Pauli Virtanen pav at iki.fi
Wed Nov 11 23:49:43 CET 2009


ke, 2009-11-11 kello 21:42 +0100, Tarek Ziadé kirjoitti:
[clip]
> Do you mean, an Extension that would require several compilers ?
> 
> I was thinking of a one-to-one relation between an Extension and a
> compiler type, even if there are are multiple source files (in different languages)
> for this extension.
> 
> Meaning that *one* compiler would have to handle of those files. Does that fit
> the cython use case?

It might. The distutils Cython compiler would however need to be smart
enough to handle all languages used in the other source files by itself,
or somehow delegate this back to distutils (which still sounds doable).

Also, the f2py compiler does similar things. Ditto for Pyrex. How much
code duplication would be needed between these?

Source file preprocessing / generation is one thing that also comes
useful. For example, Numpy has its own templated C code generator file
format, and also generates some of the source files automatically from
scratch during the build. These are compiled and linked as a part of
ordinary C extension module.

Currently, as I understand it, numpy.distutils does source generation in
a separate build_src command.

> > Also, the option of determining the necessary compiler and compiler
> > options from file extensions does not always work. For example, Fortran
> > 90 files come in two flavors, fixed-form and free-form, which often are
> > not differentiated by the file extension. However, they may require
> > different compiler flags to compile. (Hopefully, however, nobody uses
> > the fixed-form for F90 any more...)
> 
> How do they do then?

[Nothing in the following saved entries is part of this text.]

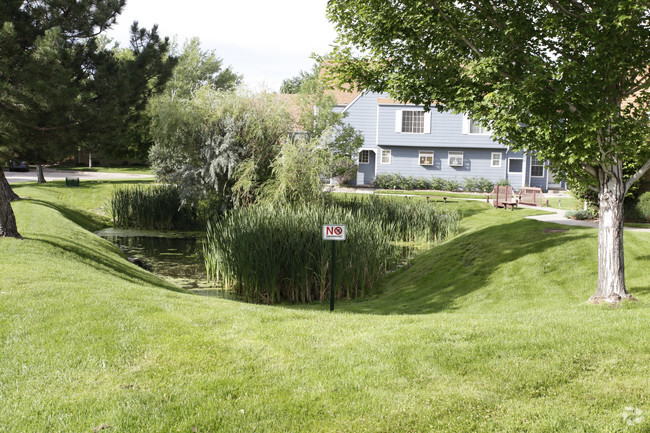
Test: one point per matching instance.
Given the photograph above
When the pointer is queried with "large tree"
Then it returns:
(567, 79)
(61, 88)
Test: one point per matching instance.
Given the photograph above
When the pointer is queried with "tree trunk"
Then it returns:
(611, 267)
(7, 218)
(39, 174)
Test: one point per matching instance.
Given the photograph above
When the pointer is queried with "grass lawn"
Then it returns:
(133, 169)
(487, 332)
(568, 203)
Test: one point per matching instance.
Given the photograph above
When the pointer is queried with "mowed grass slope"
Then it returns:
(486, 332)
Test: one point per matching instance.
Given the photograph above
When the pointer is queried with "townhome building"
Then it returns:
(403, 138)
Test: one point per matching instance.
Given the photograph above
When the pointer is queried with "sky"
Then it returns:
(266, 41)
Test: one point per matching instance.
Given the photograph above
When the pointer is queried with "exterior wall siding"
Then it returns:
(362, 114)
(375, 117)
(476, 163)
(366, 172)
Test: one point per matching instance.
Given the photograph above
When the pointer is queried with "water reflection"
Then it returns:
(176, 257)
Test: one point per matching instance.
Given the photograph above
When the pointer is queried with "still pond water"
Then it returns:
(177, 256)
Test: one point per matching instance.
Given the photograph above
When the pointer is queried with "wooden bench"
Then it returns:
(501, 195)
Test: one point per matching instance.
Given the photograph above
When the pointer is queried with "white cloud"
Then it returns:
(266, 41)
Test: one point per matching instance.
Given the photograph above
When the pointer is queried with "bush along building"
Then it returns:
(404, 139)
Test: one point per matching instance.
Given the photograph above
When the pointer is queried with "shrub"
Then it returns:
(485, 184)
(581, 214)
(387, 180)
(470, 183)
(438, 184)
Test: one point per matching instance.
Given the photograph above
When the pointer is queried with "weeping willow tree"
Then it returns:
(208, 140)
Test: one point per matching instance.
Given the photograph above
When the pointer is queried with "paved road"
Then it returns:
(52, 174)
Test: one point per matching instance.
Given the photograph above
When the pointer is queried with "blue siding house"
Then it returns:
(403, 138)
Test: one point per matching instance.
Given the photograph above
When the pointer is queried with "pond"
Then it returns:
(174, 256)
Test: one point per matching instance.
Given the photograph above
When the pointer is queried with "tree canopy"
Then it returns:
(566, 79)
(62, 88)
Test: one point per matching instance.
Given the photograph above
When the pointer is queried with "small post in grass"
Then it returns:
(333, 232)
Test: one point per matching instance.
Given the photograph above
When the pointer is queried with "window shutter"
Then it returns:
(465, 124)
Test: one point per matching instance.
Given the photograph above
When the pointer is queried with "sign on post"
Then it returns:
(333, 232)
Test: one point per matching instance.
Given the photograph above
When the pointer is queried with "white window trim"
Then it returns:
(381, 157)
(398, 123)
(467, 129)
(429, 153)
(539, 165)
(522, 166)
(456, 155)
(368, 153)
(492, 159)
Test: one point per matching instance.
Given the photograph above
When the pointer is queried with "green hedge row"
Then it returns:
(469, 184)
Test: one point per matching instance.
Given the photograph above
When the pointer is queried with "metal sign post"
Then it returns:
(333, 232)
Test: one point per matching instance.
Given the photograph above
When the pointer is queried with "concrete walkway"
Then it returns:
(557, 216)
(52, 174)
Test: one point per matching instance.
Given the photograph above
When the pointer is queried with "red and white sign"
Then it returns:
(333, 232)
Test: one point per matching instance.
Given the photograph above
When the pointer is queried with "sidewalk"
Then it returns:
(52, 174)
(557, 217)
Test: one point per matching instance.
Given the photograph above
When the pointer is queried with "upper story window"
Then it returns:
(385, 156)
(455, 159)
(515, 165)
(536, 167)
(472, 127)
(412, 122)
(426, 157)
(364, 157)
(496, 159)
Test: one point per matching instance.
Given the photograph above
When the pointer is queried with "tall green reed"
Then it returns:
(155, 207)
(268, 254)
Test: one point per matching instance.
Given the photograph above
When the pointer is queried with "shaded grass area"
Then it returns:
(133, 169)
(87, 205)
(487, 332)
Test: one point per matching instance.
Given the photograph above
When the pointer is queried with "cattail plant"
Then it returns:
(276, 254)
(156, 207)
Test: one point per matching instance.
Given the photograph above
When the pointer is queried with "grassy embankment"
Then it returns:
(134, 169)
(486, 332)
(567, 203)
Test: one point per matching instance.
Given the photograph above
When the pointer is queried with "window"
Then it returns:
(496, 159)
(472, 127)
(364, 157)
(536, 167)
(412, 122)
(455, 159)
(515, 165)
(426, 157)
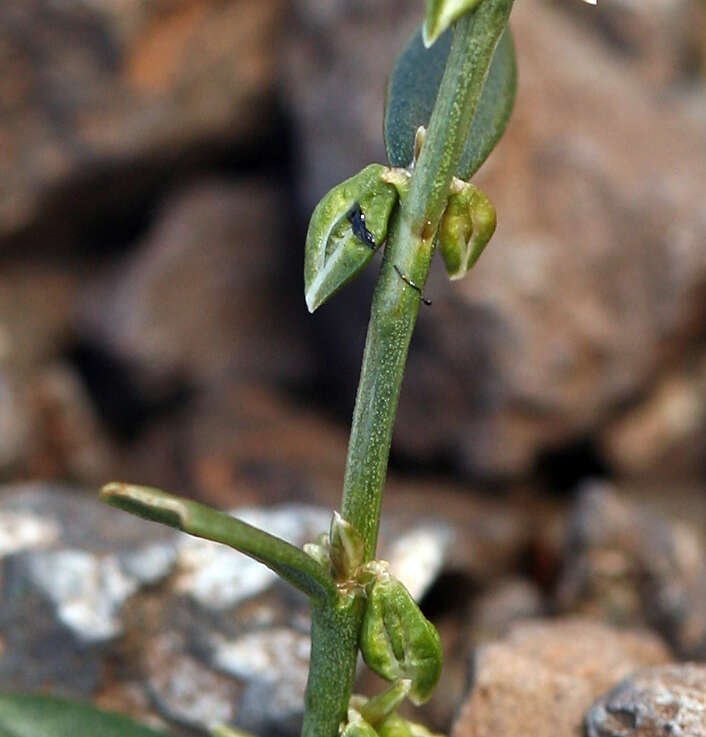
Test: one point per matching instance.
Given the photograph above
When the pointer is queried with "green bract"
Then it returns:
(397, 640)
(440, 14)
(358, 727)
(346, 227)
(346, 548)
(466, 226)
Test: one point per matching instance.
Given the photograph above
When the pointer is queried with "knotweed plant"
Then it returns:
(449, 98)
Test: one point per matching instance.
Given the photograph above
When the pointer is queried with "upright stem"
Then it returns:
(408, 253)
(410, 247)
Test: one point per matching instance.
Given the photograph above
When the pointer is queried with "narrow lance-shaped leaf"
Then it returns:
(43, 715)
(346, 227)
(440, 14)
(412, 89)
(291, 563)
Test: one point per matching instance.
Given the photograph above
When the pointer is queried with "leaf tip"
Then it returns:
(145, 502)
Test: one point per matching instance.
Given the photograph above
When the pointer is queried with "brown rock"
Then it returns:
(590, 295)
(655, 38)
(503, 604)
(90, 87)
(201, 296)
(661, 701)
(541, 678)
(629, 565)
(662, 436)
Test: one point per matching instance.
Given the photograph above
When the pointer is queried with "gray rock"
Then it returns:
(662, 701)
(129, 609)
(502, 605)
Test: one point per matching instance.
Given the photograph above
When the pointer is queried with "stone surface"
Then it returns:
(629, 565)
(163, 625)
(589, 295)
(658, 38)
(543, 676)
(503, 604)
(198, 298)
(664, 435)
(662, 701)
(94, 88)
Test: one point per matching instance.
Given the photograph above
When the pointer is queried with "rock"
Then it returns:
(659, 437)
(630, 566)
(588, 297)
(542, 677)
(662, 701)
(200, 297)
(657, 39)
(91, 89)
(569, 314)
(248, 443)
(508, 601)
(72, 566)
(163, 625)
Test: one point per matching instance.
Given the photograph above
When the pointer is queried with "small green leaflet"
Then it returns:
(41, 715)
(411, 93)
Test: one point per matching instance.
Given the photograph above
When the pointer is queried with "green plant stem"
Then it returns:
(334, 651)
(409, 248)
(335, 634)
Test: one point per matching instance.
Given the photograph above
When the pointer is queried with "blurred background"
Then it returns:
(158, 163)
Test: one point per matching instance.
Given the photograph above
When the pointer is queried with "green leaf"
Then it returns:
(440, 14)
(346, 227)
(40, 715)
(288, 561)
(412, 90)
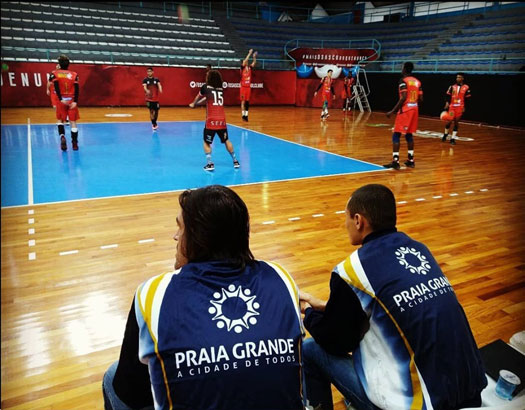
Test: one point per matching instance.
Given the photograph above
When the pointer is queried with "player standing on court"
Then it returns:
(455, 103)
(66, 87)
(327, 84)
(347, 92)
(215, 117)
(410, 92)
(246, 81)
(152, 87)
(51, 92)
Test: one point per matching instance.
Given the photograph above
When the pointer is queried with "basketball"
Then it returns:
(447, 116)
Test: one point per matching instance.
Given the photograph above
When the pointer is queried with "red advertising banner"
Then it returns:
(24, 85)
(340, 57)
(304, 96)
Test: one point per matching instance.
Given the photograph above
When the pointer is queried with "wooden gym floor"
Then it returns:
(63, 316)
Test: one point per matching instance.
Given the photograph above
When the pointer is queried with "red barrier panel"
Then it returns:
(24, 85)
(339, 56)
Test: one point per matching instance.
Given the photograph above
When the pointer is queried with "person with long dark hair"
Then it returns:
(221, 331)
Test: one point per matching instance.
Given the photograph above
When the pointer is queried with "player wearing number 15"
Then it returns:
(410, 93)
(65, 83)
(215, 117)
(152, 87)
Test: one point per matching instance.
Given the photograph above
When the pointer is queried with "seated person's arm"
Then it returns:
(132, 383)
(342, 324)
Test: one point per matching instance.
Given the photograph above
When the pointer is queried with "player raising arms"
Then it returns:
(152, 87)
(215, 117)
(347, 92)
(327, 84)
(246, 81)
(66, 87)
(455, 103)
(410, 93)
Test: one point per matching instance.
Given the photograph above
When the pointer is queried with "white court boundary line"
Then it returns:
(315, 149)
(29, 166)
(377, 112)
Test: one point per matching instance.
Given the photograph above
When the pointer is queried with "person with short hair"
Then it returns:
(328, 87)
(246, 82)
(346, 94)
(152, 88)
(215, 117)
(222, 331)
(455, 103)
(51, 92)
(392, 334)
(410, 94)
(65, 83)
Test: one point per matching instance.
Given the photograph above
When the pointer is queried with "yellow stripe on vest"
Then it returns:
(417, 400)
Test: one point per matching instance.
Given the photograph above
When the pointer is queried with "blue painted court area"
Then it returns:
(128, 158)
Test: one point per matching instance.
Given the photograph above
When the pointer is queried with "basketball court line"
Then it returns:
(30, 181)
(29, 166)
(290, 219)
(316, 149)
(183, 189)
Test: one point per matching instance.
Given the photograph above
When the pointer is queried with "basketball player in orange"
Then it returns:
(152, 87)
(410, 93)
(246, 81)
(66, 87)
(327, 84)
(455, 103)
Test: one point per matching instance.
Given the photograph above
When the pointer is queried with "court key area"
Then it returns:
(117, 159)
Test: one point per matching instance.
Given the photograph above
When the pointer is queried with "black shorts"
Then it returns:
(210, 134)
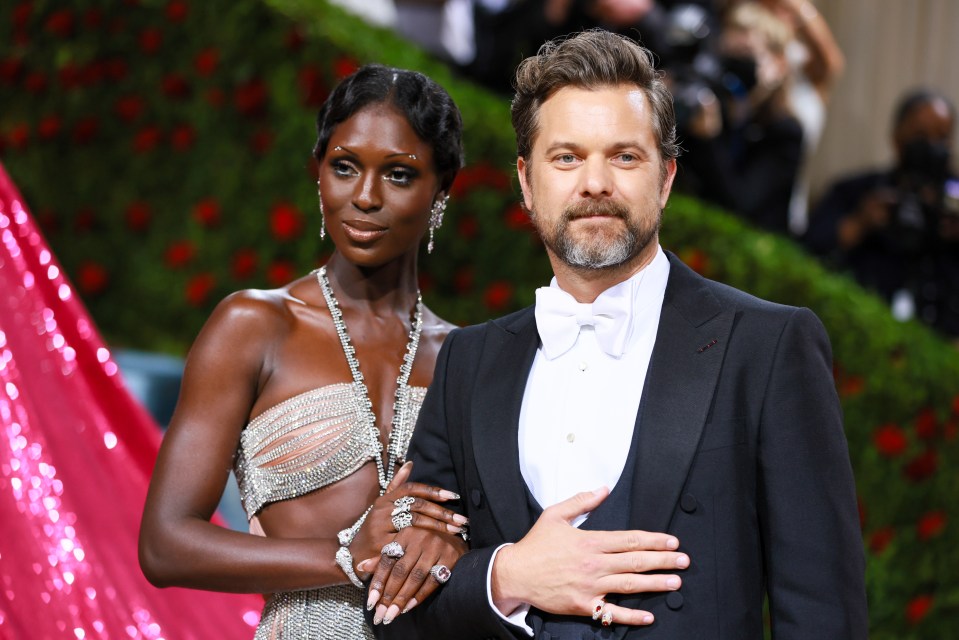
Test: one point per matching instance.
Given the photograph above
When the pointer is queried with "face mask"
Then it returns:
(739, 74)
(925, 160)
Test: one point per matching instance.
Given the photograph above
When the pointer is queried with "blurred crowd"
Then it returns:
(751, 81)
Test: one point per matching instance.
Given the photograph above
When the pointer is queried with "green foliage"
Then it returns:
(165, 149)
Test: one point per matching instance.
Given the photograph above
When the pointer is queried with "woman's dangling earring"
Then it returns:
(322, 215)
(436, 219)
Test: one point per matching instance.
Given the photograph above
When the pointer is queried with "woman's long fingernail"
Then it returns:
(391, 613)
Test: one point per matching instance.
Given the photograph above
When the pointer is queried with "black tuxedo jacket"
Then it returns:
(741, 456)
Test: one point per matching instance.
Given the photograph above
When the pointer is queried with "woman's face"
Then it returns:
(378, 183)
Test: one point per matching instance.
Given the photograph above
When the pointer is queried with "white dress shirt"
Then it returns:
(580, 407)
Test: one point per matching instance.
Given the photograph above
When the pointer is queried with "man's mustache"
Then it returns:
(588, 209)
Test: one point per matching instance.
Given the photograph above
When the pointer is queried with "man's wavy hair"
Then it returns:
(590, 60)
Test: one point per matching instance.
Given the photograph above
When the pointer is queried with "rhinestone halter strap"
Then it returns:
(384, 472)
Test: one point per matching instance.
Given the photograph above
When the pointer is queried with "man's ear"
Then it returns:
(524, 182)
(667, 182)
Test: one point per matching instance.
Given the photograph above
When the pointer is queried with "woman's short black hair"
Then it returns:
(427, 107)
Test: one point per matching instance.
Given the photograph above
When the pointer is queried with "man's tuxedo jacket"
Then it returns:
(741, 456)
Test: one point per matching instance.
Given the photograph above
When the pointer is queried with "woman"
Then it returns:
(301, 388)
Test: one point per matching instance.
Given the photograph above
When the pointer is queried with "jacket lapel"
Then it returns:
(687, 357)
(500, 383)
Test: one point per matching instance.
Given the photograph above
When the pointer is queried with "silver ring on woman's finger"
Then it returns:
(404, 502)
(402, 520)
(441, 573)
(598, 609)
(607, 617)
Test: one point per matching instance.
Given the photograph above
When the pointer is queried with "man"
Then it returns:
(897, 229)
(710, 415)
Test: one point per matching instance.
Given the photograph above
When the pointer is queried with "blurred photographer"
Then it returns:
(744, 144)
(897, 230)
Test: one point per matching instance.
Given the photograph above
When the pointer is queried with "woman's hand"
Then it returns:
(399, 584)
(420, 505)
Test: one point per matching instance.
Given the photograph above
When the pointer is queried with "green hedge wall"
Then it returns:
(164, 147)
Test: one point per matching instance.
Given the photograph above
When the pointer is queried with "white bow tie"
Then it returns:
(559, 318)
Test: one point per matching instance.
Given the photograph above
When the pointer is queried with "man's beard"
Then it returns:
(603, 249)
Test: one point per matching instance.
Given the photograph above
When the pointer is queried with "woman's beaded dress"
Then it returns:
(307, 442)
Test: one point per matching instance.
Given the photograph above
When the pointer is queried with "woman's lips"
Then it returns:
(363, 230)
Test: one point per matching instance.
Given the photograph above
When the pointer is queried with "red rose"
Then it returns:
(92, 278)
(280, 272)
(150, 40)
(138, 216)
(463, 280)
(344, 66)
(60, 23)
(880, 539)
(244, 264)
(851, 386)
(147, 139)
(207, 212)
(129, 108)
(926, 424)
(176, 11)
(931, 524)
(49, 127)
(918, 608)
(175, 86)
(198, 288)
(467, 227)
(179, 254)
(183, 137)
(517, 218)
(922, 466)
(250, 98)
(285, 221)
(889, 440)
(206, 61)
(312, 87)
(85, 130)
(497, 295)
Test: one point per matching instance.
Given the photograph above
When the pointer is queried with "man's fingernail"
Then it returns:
(409, 605)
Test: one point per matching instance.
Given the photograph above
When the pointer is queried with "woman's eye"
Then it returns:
(399, 176)
(343, 169)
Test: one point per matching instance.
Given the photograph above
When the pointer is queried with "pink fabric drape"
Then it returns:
(76, 452)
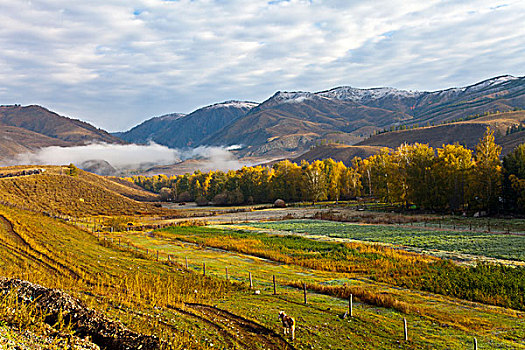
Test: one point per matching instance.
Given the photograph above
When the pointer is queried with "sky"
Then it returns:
(116, 63)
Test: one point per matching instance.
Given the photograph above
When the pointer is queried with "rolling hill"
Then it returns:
(180, 131)
(24, 129)
(289, 123)
(55, 192)
(292, 121)
(466, 133)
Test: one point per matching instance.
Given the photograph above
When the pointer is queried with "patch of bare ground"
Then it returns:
(85, 322)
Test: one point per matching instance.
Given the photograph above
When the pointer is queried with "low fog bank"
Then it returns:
(112, 159)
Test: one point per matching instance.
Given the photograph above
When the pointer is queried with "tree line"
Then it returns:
(450, 178)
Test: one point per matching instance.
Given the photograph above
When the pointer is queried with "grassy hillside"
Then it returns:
(48, 123)
(121, 284)
(466, 133)
(186, 310)
(14, 140)
(85, 194)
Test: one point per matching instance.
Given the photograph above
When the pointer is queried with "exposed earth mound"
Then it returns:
(85, 322)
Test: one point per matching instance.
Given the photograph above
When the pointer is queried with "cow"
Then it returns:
(288, 324)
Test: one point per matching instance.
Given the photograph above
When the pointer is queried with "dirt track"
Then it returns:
(246, 333)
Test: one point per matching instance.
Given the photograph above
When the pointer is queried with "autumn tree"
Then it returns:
(314, 181)
(453, 174)
(487, 172)
(514, 178)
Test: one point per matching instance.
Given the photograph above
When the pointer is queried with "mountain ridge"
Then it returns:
(290, 122)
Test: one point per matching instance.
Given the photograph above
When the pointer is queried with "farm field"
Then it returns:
(183, 309)
(481, 244)
(441, 322)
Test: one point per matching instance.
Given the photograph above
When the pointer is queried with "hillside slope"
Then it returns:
(55, 192)
(179, 131)
(45, 122)
(293, 121)
(466, 133)
(15, 140)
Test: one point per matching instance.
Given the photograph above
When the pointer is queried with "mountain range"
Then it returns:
(28, 128)
(289, 123)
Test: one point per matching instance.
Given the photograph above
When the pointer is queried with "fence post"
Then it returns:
(304, 289)
(405, 328)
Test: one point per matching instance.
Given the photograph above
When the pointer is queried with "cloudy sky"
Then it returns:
(116, 63)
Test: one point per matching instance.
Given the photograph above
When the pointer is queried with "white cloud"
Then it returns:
(116, 63)
(131, 156)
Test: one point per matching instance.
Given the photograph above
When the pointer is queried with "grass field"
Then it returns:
(187, 310)
(510, 247)
(446, 323)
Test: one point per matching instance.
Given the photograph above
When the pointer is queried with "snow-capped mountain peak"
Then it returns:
(234, 104)
(349, 93)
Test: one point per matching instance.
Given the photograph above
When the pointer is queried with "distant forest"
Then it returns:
(451, 178)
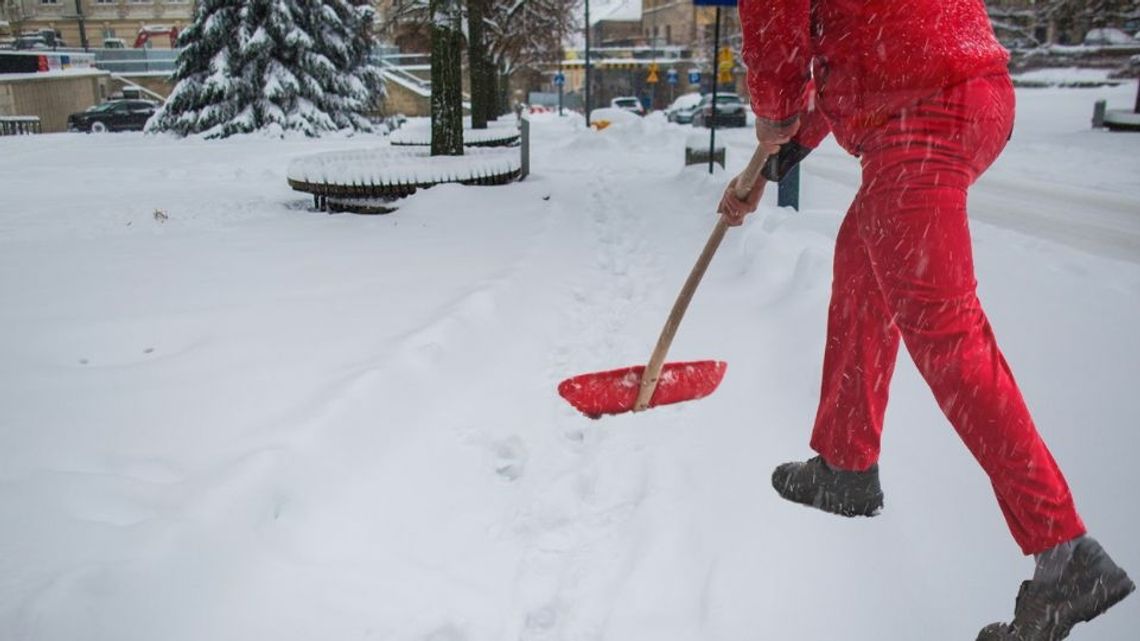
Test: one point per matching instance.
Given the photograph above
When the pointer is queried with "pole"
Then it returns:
(587, 63)
(716, 49)
(82, 26)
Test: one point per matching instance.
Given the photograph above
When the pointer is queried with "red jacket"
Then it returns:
(847, 65)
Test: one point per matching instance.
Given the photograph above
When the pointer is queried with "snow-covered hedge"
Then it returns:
(389, 172)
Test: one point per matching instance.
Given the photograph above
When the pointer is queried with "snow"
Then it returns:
(1066, 76)
(617, 116)
(244, 420)
(616, 10)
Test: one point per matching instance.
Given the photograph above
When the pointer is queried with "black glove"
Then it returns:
(780, 164)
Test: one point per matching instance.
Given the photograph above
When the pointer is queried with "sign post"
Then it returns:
(560, 81)
(587, 64)
(714, 61)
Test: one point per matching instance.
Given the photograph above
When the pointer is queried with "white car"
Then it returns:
(683, 108)
(629, 104)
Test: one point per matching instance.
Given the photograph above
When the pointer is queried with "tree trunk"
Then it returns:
(446, 79)
(478, 63)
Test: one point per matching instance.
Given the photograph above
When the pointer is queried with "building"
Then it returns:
(100, 21)
(678, 22)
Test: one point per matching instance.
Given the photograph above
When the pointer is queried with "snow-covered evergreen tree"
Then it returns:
(275, 65)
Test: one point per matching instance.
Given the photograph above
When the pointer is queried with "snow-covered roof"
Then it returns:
(615, 10)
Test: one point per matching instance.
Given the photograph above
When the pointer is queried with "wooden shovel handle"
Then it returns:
(744, 184)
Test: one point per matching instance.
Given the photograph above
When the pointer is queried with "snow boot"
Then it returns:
(815, 484)
(1089, 584)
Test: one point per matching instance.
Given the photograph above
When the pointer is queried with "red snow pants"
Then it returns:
(904, 269)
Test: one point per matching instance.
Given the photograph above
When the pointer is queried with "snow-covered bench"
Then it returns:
(372, 177)
(491, 137)
(369, 180)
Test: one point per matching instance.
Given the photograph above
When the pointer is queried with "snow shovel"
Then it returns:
(638, 388)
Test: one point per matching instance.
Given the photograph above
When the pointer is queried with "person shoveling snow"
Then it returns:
(920, 92)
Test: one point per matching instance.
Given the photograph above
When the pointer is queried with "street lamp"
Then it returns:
(587, 63)
(82, 26)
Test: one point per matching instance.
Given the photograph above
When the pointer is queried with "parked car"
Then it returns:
(730, 111)
(113, 115)
(30, 42)
(683, 108)
(629, 104)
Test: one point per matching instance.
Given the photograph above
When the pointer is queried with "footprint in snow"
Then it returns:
(510, 457)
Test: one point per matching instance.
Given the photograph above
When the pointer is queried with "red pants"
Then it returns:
(904, 268)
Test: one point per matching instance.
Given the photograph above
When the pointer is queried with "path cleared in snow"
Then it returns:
(254, 421)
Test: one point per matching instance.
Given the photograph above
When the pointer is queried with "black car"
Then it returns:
(113, 115)
(730, 111)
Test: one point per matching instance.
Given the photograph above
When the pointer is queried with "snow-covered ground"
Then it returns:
(237, 419)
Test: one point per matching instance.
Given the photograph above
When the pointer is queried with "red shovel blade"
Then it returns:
(616, 391)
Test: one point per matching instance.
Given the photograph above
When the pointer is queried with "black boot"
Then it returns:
(813, 483)
(1090, 584)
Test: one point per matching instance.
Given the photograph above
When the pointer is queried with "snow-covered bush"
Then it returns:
(273, 65)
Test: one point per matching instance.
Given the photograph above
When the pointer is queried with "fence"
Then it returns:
(19, 126)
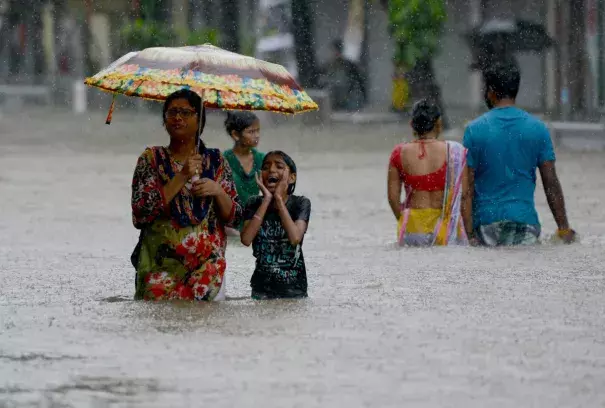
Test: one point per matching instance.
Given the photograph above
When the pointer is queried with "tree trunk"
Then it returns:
(230, 24)
(302, 22)
(423, 84)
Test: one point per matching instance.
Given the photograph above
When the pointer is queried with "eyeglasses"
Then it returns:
(183, 113)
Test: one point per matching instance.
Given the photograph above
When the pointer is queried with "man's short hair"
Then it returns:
(503, 79)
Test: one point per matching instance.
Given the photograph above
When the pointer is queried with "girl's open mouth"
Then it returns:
(272, 180)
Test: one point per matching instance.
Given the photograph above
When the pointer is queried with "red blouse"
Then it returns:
(434, 181)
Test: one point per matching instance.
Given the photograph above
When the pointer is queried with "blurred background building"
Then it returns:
(54, 42)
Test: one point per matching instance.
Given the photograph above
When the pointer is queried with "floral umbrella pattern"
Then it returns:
(224, 79)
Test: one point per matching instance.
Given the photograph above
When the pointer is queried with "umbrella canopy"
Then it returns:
(518, 35)
(224, 79)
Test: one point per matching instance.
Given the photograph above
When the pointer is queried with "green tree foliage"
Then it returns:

Is file extensions, inline options in setup.py,
> and the environ, are enough?

numpy.distutils's Fortran compiler class reads the file and tries to
analyze whether it's fixed-form or not. And chooses appropriate compiler
flags. This is sort of a special "worst case" scenario for compiler
selection, of course.

    ***

Just to throw some wild, perhaps obvious, and definitely unasked-for
ideas in the air (especially as I can't promise I can give any sustained
help here :/ ):

I suppose one option would be to factor *everything* related to
extension module building into build_ext (and abolish build_clib): the
rest of distutils would just say to build_ext

        """
        Here's some info about the environment:

        dict(python_lib_path=/usr/lib/..., optimize=yes/no,
             python_lib_name=..., python_includes=/usr/include/...,
             install_prefix=/usr/lib/python2.6, ...
             ..., python_extension=..., build_temp_dir=...)

        Look the rest up from sysconfig.

        Please build any extensions and data files you like,
        and tell the file and directory names where you placed them
        and where (relative paths) they should go.
        """

Information needed how to build each component would be passed to
build_ext subcomponent directly from setup.py or from a config file.
Now, perhaps it is already like this --- I don't really know the
internals of distutils --- and the build subcomponent is insulated from
the others. In any case, something like this could make refactoring the
build system easier.

I think this idea quickly boils down more or less to David's idea about
a pluggable build system -- implementing a good one takes a lot of work,
so it might make sense to refactor distutils so that it would be
possible [1] to use some of the existing ones (scons, waf, whatever,
heck, even autoconf+make). The *default* build system could be a simple
one, and backwards compatible. Especially so, since it seems to me that
building extension modules is orthogonal to what distutils and
setuptools want to do -- package and install Python modules in a
Python-specific way, not really worry about how to properly call
different compilers on obscure platforms.

Anyway, even in the case pluggability is a bad idea, refactoring the
build system out from the rest of distutils might make sense.

.. [1] possible and easy -- I understand numpyscons is a stab
       at the possible, but it sounds like it was not easy to do.